Inquest recommendations should be law: Widow – by Carol Mulligan (Sudbury Star – April 3, 2014)

The Sudbury Star is the City of Greater Sudbury’s daily newspaper.

Legislation must be enacted to compel companies to implement recommendations from coroners’ inquests, otherwise there is no point in holding them, says a woman whose husband was killed on the job in 2006.

Faye Campeau shared how her husband, Raymond, 47, was killed May 25, just hours after they had spoken on the phone and said they loved each other, with a group whose mandate is to make Ontario mines safer.

Campeau spoke Wednesday evening to a second session of public consultations being heard by the advisory group of the Mining Health, Safety and Prevention Review. Campeau’s was one of about 10 presentations made to the group, most of them on the internal responsibility system, employee training and the merits of the review itself.

Campeau represented the lobby group MINES (Mining Inquiry Needs Everyone’s Support), which campaigned for a full-blown inquiry into mining practices in Ontario after the June 2011 deaths of two men at Vale’s Stobie Mine. Campeau’s husband was a contractor working for Dynatec who was killed after the jumbo drill he was operating came loose.

The inquest into his death produced 16 recommendations, many of which have never been acted upon.

Dissolving into tears when she described seeing her husband lying on a stretcher, his arm hanging out of a body bag, Campeau said Raymond died a horrific, needless and painful death.

A member of the review advisory panel, Wendy Fram, who has observer status, dabbed tears from her eyes when Campeau broke down while telling her story.

Fram’s son, Jordan, 26, and Jason Chenier, 35, were killed at Stobie Mine after being overcome by a run of 350 tons of muck.
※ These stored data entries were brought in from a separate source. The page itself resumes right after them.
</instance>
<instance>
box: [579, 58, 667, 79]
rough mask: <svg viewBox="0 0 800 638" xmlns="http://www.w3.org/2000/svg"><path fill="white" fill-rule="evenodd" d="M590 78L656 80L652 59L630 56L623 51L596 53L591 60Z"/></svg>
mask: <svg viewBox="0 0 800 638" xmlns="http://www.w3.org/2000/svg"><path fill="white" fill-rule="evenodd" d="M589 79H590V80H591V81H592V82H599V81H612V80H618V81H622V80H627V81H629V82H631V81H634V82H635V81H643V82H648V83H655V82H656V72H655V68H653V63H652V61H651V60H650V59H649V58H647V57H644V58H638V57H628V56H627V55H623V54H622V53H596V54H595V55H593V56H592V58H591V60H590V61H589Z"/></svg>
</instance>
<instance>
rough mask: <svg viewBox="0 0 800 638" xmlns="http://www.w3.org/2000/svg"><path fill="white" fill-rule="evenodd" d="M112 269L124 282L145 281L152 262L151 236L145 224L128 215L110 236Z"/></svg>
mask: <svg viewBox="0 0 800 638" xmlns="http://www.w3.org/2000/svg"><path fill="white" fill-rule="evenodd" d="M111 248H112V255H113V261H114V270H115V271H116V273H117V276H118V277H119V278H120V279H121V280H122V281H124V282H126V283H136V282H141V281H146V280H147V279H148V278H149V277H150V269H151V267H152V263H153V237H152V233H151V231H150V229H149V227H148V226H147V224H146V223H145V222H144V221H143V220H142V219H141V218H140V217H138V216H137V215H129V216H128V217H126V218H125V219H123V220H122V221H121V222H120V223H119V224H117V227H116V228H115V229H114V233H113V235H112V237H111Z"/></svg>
An exhaustive investigation by United Steelworkers produced a number of recommendations, one of them the call for an inquiry.

The pain of her husband’s death was excruciating, Campeau told the advisory group and an audience of about 10 people at the evening consultation.

“I needed to know what happened. How did the accident happen? When did it happen? Where did it happen? What materials, machines, equipment and conditions were involved? Why did it occur?”

Two weeks later, one of the police officers investigating her husband’s death came to her home and told her the company her husband worked for was blaming him for his death.

That almost drove her “off the edge,” she said.

It was at the inquest she learned how her husband died and where a recommendation was made regarding the installation of proper engineered tie-offs for jumbo drills, something that wasn’t in place and led to her husband’s death.

But “coroner’s inquest recommendations are nothing more than just recommendations,” said Campeau. “The law does not require employers to implement recommendations. The issue is companies are not obligated to answer or implement recommendations from coroners’ inquests and this is what needs to be changed. Otherwise what’s the purpose of the coroner’s inquest?”

George Gritziotis, chief prevention officer for the Province of Ontario and chair of the review, said the advisory group is looking at results of past coroners’ inquests and the recommendations they produced.

The group is looking at trends, “things we can push forward through the review…that’s on our radar,” said Gritziotis.